The protesters then made their way to the site of the rally to the revolutionary tune of Beethoven’s Fifth Symphony. Among the speakers at the rally were Saswati Sarkar, a professor at the university, and Peter Bonilla of the Foundation for Individual Rights in Education (FIRE). Professor Alan Kors, the founder of FIRE, and former faculty member Francisco Gil-White who was himself a victim of the university’s violation of free-speech rights sent in statements that were read out. Professor Kors highlighted the selective standards of the university and pointed out that the university would have come out in favor of Muslims if they had been offended. Francisco Gil-White sent in his statement from Mexico City. Well known activist Richard Benkin sent a recording of his speech. All speeches and statements were repeatedly interrupted by loud cheers and applause.
The protesters carried several placards and banners during the Satyagraha.
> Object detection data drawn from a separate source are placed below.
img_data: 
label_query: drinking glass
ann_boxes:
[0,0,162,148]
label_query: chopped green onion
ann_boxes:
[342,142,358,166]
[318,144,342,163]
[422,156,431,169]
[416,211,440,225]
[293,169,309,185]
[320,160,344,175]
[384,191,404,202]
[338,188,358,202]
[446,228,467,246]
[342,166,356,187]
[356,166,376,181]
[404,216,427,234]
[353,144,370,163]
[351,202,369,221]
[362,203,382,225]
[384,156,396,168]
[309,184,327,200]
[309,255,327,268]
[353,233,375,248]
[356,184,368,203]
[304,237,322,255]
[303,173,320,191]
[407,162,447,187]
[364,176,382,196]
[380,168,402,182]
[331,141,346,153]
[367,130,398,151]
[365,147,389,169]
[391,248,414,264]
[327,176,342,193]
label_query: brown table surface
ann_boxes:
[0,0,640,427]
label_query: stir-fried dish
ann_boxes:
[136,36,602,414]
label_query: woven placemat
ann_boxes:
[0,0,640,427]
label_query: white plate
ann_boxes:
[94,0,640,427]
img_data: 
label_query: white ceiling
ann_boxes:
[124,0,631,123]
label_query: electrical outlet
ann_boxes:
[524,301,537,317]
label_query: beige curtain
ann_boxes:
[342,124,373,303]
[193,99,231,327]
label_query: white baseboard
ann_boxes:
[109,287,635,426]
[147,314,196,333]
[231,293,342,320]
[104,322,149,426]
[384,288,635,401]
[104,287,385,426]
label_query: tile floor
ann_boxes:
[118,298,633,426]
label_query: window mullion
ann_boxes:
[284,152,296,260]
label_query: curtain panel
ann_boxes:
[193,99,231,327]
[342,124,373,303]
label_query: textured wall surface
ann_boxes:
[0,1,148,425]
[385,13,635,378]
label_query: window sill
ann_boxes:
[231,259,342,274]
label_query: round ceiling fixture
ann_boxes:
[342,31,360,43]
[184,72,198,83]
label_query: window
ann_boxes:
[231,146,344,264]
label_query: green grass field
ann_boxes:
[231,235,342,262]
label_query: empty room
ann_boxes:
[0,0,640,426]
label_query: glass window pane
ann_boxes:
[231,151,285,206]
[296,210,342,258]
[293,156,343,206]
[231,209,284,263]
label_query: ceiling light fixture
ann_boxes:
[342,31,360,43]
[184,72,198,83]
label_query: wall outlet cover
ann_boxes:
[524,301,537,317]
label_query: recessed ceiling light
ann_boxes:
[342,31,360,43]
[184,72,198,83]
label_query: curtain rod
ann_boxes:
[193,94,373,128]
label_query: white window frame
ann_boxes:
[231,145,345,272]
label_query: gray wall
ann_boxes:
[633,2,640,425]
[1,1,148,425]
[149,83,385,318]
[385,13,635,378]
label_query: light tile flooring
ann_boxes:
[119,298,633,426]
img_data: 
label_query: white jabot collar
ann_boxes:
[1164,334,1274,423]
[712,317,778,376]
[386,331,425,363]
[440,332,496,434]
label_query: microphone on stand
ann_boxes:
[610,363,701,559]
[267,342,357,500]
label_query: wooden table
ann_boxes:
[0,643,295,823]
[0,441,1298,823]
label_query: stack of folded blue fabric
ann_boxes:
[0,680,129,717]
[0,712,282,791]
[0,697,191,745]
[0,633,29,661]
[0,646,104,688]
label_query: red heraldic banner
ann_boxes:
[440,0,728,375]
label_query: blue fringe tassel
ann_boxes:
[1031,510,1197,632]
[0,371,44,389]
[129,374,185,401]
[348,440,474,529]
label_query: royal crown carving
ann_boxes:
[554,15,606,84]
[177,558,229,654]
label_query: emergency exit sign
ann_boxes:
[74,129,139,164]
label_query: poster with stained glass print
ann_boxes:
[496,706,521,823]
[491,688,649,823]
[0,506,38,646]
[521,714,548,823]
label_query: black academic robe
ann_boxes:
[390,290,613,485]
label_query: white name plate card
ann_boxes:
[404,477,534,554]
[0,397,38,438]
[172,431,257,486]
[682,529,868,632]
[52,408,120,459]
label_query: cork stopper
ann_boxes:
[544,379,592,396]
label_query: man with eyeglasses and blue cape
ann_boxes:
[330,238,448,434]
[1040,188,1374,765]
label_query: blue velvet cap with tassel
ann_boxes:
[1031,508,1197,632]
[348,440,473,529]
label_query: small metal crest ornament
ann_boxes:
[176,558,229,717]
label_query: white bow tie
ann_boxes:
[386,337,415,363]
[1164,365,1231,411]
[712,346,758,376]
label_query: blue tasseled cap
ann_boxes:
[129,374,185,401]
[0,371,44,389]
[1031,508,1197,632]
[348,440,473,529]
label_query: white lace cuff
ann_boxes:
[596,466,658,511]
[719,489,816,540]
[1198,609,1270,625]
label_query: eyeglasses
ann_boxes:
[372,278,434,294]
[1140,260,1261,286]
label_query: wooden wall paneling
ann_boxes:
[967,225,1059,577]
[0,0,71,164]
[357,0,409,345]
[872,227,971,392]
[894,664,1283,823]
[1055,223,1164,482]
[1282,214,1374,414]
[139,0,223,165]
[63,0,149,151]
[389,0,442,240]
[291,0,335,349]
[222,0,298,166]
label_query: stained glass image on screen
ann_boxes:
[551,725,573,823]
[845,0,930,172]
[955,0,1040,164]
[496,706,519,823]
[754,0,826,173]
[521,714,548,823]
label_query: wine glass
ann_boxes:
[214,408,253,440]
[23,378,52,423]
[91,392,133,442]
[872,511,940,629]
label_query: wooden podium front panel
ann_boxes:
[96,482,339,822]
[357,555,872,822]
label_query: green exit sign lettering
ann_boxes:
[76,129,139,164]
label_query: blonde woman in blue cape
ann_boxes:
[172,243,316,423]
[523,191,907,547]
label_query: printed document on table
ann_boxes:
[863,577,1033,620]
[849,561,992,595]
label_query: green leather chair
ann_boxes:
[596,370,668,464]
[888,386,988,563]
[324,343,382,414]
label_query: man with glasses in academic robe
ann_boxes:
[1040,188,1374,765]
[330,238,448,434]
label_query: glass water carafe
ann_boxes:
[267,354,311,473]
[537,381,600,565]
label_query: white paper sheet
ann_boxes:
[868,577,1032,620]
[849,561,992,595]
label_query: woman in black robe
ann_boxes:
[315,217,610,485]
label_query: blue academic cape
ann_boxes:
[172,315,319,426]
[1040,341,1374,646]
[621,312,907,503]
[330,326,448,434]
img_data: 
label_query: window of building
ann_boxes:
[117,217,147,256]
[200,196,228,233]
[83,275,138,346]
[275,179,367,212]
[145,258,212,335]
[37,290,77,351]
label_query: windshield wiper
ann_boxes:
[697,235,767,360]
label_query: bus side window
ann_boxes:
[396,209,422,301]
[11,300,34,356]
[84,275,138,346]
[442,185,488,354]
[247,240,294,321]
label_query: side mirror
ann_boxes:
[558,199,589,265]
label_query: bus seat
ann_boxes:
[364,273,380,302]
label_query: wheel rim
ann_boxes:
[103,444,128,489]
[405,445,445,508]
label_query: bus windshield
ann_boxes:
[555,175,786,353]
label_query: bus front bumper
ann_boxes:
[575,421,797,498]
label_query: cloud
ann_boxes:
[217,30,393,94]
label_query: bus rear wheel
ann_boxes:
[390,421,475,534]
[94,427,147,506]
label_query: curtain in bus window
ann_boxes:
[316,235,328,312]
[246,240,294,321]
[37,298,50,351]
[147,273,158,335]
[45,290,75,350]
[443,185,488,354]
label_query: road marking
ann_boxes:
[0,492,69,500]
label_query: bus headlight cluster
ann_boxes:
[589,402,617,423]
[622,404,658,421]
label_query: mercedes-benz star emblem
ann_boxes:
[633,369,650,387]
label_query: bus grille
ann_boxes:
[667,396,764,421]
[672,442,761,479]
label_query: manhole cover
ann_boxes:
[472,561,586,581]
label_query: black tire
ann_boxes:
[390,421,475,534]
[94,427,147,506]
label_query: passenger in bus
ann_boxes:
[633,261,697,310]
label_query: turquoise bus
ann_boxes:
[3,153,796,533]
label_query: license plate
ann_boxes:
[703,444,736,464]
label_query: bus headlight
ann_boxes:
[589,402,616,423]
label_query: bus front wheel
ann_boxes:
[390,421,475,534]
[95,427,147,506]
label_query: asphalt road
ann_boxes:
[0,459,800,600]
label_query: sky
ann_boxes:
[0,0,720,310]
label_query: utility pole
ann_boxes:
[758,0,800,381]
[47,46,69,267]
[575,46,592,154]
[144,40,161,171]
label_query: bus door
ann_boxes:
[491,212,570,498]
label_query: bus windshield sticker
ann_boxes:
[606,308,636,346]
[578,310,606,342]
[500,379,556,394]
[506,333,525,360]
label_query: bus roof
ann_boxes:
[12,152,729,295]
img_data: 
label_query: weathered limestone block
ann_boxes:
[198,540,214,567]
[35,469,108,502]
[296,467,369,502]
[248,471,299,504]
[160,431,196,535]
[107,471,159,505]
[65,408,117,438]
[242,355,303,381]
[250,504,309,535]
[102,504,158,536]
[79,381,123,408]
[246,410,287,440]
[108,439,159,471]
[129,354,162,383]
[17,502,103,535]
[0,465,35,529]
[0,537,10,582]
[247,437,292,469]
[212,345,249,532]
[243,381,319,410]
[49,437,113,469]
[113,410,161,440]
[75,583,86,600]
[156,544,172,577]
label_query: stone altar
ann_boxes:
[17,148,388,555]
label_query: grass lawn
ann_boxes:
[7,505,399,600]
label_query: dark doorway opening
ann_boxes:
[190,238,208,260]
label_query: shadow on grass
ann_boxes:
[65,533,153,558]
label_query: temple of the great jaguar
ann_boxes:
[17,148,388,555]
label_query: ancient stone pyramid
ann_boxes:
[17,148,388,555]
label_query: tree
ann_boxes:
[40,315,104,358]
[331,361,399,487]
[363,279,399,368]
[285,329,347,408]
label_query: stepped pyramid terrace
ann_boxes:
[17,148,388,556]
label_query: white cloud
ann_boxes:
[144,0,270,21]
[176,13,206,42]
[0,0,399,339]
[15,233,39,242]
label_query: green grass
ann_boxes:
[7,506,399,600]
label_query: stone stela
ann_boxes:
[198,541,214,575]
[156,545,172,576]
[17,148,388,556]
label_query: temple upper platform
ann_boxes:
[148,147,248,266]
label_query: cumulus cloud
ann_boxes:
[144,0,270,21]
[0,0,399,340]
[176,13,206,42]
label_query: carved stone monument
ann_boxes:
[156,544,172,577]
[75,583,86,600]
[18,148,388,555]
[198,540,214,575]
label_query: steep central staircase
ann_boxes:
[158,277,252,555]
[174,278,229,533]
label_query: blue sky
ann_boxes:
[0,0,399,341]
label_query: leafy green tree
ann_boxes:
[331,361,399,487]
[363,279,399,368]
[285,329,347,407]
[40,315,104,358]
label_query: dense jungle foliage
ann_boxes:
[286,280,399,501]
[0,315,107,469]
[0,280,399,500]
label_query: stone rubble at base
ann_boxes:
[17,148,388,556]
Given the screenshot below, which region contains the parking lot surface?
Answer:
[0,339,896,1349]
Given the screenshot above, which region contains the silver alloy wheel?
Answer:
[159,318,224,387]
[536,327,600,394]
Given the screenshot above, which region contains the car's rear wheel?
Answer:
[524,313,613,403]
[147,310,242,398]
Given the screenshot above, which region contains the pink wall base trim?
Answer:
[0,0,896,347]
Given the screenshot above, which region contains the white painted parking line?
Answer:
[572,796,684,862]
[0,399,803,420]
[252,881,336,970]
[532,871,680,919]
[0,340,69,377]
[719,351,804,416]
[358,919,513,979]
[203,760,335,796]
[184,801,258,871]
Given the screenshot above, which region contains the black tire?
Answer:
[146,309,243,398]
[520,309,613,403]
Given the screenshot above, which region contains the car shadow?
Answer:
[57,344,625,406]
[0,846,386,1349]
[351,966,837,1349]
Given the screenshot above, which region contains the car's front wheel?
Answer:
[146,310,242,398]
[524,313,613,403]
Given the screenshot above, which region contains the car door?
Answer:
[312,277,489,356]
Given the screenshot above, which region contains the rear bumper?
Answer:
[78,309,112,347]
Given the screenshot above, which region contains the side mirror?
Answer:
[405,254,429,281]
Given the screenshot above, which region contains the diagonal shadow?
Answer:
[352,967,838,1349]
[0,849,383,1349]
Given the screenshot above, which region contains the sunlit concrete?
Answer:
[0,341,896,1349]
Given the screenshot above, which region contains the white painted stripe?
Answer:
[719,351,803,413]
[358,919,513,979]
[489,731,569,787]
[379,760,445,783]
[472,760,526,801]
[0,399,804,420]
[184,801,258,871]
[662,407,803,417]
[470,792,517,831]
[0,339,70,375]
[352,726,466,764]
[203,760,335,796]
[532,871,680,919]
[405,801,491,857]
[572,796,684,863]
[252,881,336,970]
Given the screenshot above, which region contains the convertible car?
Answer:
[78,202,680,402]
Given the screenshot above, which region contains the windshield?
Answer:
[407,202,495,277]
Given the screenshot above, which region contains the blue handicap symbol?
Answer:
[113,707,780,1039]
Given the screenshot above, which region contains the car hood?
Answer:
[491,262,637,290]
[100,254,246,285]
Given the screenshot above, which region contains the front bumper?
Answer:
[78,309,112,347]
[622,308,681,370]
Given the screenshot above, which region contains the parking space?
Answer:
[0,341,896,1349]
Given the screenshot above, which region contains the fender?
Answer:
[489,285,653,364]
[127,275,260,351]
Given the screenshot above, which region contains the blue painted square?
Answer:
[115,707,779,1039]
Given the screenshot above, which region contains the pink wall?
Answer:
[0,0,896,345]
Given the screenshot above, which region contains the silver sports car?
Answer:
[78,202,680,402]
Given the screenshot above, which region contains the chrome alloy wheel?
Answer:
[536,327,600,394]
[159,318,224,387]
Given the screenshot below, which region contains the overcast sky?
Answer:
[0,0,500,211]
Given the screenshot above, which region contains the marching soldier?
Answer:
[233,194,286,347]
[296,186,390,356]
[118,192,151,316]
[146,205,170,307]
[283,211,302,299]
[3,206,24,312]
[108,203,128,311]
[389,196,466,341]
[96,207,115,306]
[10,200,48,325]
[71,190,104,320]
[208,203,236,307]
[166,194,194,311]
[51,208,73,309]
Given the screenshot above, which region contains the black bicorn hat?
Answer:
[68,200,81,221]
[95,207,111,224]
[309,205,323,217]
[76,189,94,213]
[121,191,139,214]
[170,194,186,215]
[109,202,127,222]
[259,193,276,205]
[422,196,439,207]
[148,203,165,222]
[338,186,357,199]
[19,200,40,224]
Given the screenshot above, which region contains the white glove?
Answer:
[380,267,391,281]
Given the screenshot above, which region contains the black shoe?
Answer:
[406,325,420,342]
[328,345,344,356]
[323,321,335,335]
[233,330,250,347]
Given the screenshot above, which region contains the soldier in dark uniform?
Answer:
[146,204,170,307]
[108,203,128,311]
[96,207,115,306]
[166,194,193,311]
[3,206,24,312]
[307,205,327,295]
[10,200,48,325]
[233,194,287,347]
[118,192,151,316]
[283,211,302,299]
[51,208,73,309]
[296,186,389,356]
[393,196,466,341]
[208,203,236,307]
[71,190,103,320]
One placard read, “First they came for the Hindus...” while others mocked the faculty members by portraying them as members of the “Intellectual Al Qaeda.” A few placards highlighted the wrong claims about the 2002 Gujarat riots with the claims rubber stamped with the word “Lie” and the words “Professors, Don’t Lie” appearing under the highlighted claim. Still others quoted Benjamin Franklin and the First Amendment of the American Constitution. There were also messages supporting Narendra Modi and opposing Communism. One banner that conveyed a poignant message was the image of Statue of Liberty being gagged by a person with the word “UPenn” stamped on his headgear. Several students and faculty members who did not want to openly participate in the rally fearing retaliation from the university’s authorities walked up to the protesters and thanked them. Many of them expressed support on Facebook and other social media outlets.
Amy Gutmann, the president of the university, had been invited to present her view on why she believed it was right to demonize Hindus who participated in public affairs, but she did not show up at the event. Despite the university being responsible for targeting Hindus, the organizers decided to invite the president of the university as they wanted to conform to the Hindu ethos and set an example by providing a platform for the free expression of ideas.
“This is just the first of the Satyagrahas this country will see,” said Prasad Yalamanchi who was one of the organizers of the protest.